Tuesday, 26 September 2017

The most important relationship question every woman should ask herself.

The most important relationship question every woman (and man) should ask themselves.

There is chemistry. You can feel it buzzing through you every time your eyes meet. Heart tripping and shallow breathing permeate every interaction. This is exactly what you have been looking for.

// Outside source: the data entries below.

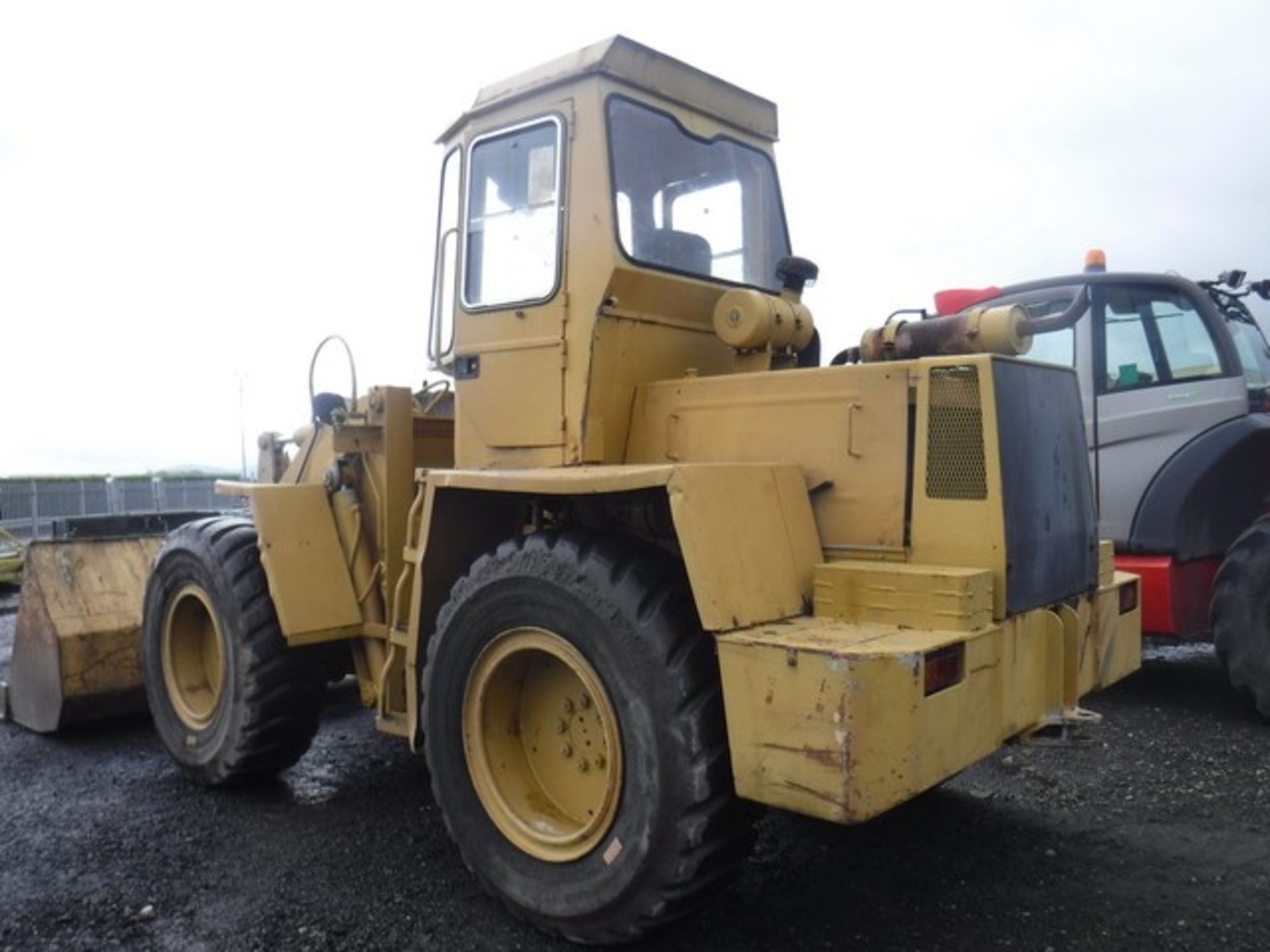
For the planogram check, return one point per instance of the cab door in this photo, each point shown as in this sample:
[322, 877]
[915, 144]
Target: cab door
[508, 362]
[1160, 379]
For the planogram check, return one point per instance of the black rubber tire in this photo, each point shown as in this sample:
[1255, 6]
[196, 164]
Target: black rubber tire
[1240, 614]
[272, 695]
[626, 607]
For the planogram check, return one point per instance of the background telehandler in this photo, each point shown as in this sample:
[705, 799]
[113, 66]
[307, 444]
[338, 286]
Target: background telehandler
[648, 563]
[1174, 377]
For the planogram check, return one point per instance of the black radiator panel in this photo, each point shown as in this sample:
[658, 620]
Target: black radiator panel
[1046, 485]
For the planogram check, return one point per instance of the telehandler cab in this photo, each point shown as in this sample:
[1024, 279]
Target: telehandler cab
[648, 563]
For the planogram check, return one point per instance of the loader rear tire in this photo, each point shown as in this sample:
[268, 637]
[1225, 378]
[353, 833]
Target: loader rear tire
[574, 734]
[1240, 614]
[230, 701]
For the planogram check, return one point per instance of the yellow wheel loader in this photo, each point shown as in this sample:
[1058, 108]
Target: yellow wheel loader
[648, 564]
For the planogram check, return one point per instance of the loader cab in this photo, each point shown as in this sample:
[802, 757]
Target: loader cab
[592, 214]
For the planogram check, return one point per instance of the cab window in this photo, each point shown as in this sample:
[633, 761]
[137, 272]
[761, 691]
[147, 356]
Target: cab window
[706, 207]
[1155, 335]
[512, 248]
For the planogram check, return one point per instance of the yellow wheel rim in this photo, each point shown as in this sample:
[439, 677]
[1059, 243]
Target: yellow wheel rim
[542, 746]
[193, 660]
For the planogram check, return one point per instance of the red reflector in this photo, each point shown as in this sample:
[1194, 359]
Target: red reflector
[1129, 597]
[945, 666]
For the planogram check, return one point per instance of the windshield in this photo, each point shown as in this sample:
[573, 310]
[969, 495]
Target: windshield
[705, 207]
[1254, 352]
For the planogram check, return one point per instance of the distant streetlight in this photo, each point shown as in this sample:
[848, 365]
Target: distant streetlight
[241, 379]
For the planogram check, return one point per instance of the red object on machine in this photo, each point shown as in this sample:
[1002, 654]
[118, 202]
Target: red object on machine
[955, 300]
[1175, 596]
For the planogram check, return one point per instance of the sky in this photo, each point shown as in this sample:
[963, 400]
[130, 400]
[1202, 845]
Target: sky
[193, 194]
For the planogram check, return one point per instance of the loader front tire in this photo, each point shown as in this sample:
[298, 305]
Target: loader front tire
[230, 701]
[1240, 614]
[574, 734]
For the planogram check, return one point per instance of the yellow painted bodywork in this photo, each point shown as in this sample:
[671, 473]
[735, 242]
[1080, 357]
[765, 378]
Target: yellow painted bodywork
[308, 573]
[829, 716]
[77, 643]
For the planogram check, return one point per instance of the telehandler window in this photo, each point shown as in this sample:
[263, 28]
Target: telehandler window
[705, 207]
[513, 216]
[1155, 335]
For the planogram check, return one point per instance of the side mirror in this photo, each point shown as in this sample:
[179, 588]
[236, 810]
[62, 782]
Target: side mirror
[795, 273]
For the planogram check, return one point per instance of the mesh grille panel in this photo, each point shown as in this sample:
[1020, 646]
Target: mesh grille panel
[954, 463]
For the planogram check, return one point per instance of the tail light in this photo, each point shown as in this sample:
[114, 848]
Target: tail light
[1128, 597]
[944, 668]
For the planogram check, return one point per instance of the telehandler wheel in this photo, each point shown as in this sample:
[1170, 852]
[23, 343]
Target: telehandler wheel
[1240, 614]
[229, 698]
[574, 733]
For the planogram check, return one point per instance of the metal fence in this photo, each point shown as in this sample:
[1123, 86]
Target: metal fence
[30, 507]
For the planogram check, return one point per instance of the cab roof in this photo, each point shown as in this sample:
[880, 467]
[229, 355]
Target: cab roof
[642, 67]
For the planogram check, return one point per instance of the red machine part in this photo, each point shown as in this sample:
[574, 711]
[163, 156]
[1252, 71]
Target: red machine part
[1174, 594]
[956, 300]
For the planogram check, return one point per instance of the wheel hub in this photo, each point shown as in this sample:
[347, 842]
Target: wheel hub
[193, 660]
[542, 744]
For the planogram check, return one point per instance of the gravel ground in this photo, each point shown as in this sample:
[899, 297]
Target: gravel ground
[1151, 834]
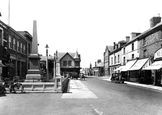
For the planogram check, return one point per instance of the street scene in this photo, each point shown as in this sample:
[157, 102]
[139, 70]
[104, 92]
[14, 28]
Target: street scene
[94, 96]
[89, 57]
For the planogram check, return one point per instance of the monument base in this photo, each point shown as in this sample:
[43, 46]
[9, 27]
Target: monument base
[33, 75]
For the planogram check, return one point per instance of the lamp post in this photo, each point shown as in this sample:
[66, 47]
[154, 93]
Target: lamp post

It might have been love at first sight, it might have been a slow fire to kindle. No matter how it starts there is a question you need to ask yourself before you jump into that relationship. It’s not, “What barriers do I have up that will stop him from loving me fully?” It’s not, “Is he the one?”. It’s not, “Will he cheat on me?” It's not even, "Am I ready for this?"

The most important question to ask yourself is: “What would it feel like to be his ex?”

Ok, before you hit me with your thoughts on focusing on the negative and dooming the relationship to fail before it even begins, there is some logic in this and it’s not even about breaking up.

How people treat their ex’s is indicative of the sort of person they are. Are they the type to hold on to hurt from 10 years ago and use it like a weapon? Are they likely to still try to have control over their ex, through children, finances or intimidation? Or do they still send their ex a jovial happy birthday text?


Now you may never break up with this person, but there will definitely come a time when you disagree or get angry. How this person treats an ex is like an amplified version of how they have learned to deal with conflict. This is how they will attack or defend themselves in times of high stress.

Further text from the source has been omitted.